Financial institutions are acting on the new expectations outlined in the FFIEC Supplement to the Authentication in an Internet Banking Environment, but many will still have to rush to meet the 2012 deadline, according to a study by Guardian Analytics. Further, most banks lack clarity on the minimum expectations for layered security outlined by the agencies.
Guardian’s study, conducted in November 2011, surveyed more than 300 executives responsible for online banking security decisions at over 100 U.S.-based banks and credit unions of all sizes.
FFIEC’s June 2011 supplement was released in response to rapidly evolving online banking attacks and ongoing growth in online fraud losses. Regulators have stated they expect banks to have taken significant steps toward conformance with the updated expectations for ongoing risk assessments, enhanced layered security and customer education by January 2012.
With the deadline rapidly approaching, the study indicates that institutions are making progress in the initial phases of preparedness:57% of institutions have completed their risk assessment and 59% have formulated a plan to fill online banking security gaps. The majority plan to invest in new technologies to address the enhanced expectations (84%); however, most are not far along in technology implementation. Only 43% of respondents said they actually purchased new technology solutions, but 49% intend to in the future. Many are planning their investments for the next 6-12 months, likely just in time for their 2012 exam.
"The FFIEC raised the bar on their expectations for online security, and financial institutions are scrambling to evaluate and invest in preparation for their 2012 exams," says Terry Austin, CEO of Guardian Analytics. "In the last six months, we have seen exponential growth in investments in anomaly detection by those who are following the guidance diligently. As institutions work more closely with their examiners to fully understand the new requirements, we expect that growth to continue in the coming year."
In an effort to provide clarity on where institutions should start their layered security strategies, the FFIEC supplement outlined two minimum expectations against which banks will be examined: the ability to detect and respond to suspicious activity at login and initiation of transactions in all accounts, and enhanced controls of administrative functions for business accounts.

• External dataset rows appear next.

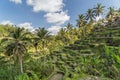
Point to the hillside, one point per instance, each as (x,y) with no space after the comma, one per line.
(97,54)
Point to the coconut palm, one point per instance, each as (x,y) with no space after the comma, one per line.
(42,36)
(69,27)
(81,20)
(111,12)
(90,16)
(16,45)
(99,9)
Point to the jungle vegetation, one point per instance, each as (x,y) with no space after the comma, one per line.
(89,50)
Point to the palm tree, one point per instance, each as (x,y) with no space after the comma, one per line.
(111,12)
(99,9)
(42,35)
(16,45)
(69,27)
(90,16)
(81,20)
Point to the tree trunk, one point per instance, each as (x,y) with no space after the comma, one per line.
(21,64)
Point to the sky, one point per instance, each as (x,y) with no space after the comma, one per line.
(51,14)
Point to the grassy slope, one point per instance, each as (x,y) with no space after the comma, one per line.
(94,55)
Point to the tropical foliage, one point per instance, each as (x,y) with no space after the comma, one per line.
(90,50)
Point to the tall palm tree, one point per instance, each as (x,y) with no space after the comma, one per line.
(111,12)
(99,9)
(69,27)
(90,16)
(16,45)
(81,20)
(42,36)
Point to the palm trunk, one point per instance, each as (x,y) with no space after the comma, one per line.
(21,64)
(21,67)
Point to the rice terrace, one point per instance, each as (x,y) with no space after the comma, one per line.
(60,40)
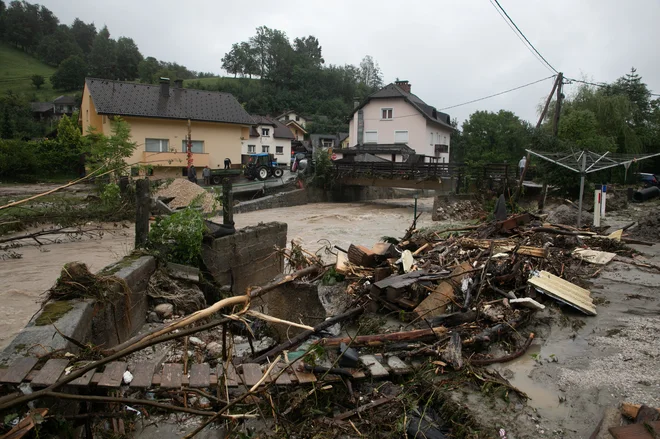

Despite the specific language in the supplement, nearly half do not fully understand the minimum expectations. Forty-one percent were unable to identify anomaly detection as an FFIEC minimum expectation for layered security, and 56% were unable to identify enhanced controls for business banking administrative functions.
When asked about the factors that determine prioritization for technology investments, respondents on average ranked "level of protection" as the most important driver for choosing a technology solution, followed closely by "customer convenience." Meeting minimum FFIEC requirements for layered security ranked the lowest.
"Maximum effectiveness and minimal intrusiveness are key criteria when evaluating online banking security practices," says Julie Conroy McNelley, senior analyst at Aite Group. "Our recent research shows that institutions find behavioral analytics to be one of the solutions that financial institutions perceive to be most effective and least intrusive.
"The regulators' objectives overlap with financial institutions' objectives in this case. Institutions implementing anomaly detection will be prepared to show conformance to the minimum requirements and be armed to stop online banking fraud across all retail and commercial account holders."